Рука не послушалась — видно, затекла от неудобной позы. Ваня повернулся на бок, высвобождая локоть, и — мгновенно ухнул в раскаленное нутро пылающей домны. Огонь, принявший его охотно и жадно, тут же принялся поедать тело, забираясь длинными обжигающими языками в самое нутро.
Откуда ни возьмись, объявился тот, носатый, в низко надвинутой кепке. И Бимка, еще совсем малыш, веселый и неугомонный, скакал рядом, подтявкивая от избытка чувств, пытаясь в смешном растяпистом прыжке достать сморщенный мячик, который был у Вани в руках.
Они шли по тротуару, и прохожие невольно улыбались, даже оглядывались на пятнистого ушастого щенка, так славно и забавно взвизгивающего, будто хохочущего.
Откуда тогда взялся этот носатый? Вывалился из блестящей синей машины? Но почему тогда у него лицо отчима? Отчим погиб. Давно. Если б не погиб, Ваня сам бы его убил. За мать, за Катьку, за себя…
— Мам, купи собаку! Ну ма-ам! — Ваня дергает мать за руку и заглядывает ей в глаза.
— Какая собака, Ванюш! Нам соседи не разрешат. Была бы у нас своя квартира, тогда конечно… А в коммуналку собаку нельзя.
— Мам, теперь мы возьмем щеночка? — Ваня счастливо носится из угла в угол по просторной пустой комнате. Весело хлопает дверьми, забегая поочередно на кухню, в ванную, туалет. — У нас теперь своя квартира! Ура! Значит, возьмем! Мам! Да? Ты же обещала!
— Конечно, возьмем, Ванюш! Только немного обживемся. Собаку же кормить надо. Поводок купить, прививки сделать. А у нас после переезда… А тебе форма в школу нужна. И новые кроссовки…

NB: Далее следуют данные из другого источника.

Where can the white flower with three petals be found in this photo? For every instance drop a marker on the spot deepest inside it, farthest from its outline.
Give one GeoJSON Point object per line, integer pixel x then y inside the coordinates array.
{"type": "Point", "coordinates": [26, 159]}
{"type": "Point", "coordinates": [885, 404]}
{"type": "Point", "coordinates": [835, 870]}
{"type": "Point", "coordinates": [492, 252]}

— Какая собака? Сдурела? — Отчим орет на мать так, что Ваня тихо сползает по табуретке прямо под стол. — Ты сначала этого щенка воспитай! Он «папа» говорить не хочет! Пороть его надо каждое утро, чтоб, пока жопа болит, о своем месте помнил! Собаку ему! А это? — Отчим сунул прямо под столешницу толстый волосатый кукиш, чуть не угодив Ване в глаз. — Ребенок скоро будет, а тут собака. Нассыт-несерет! Я для этого квартиру выменивал? Для этого ремонт делал? Чтоб тут псарню развести? Если этот урод еще раз о собаке заикнется, самого на улицу в конуру жить отправлю!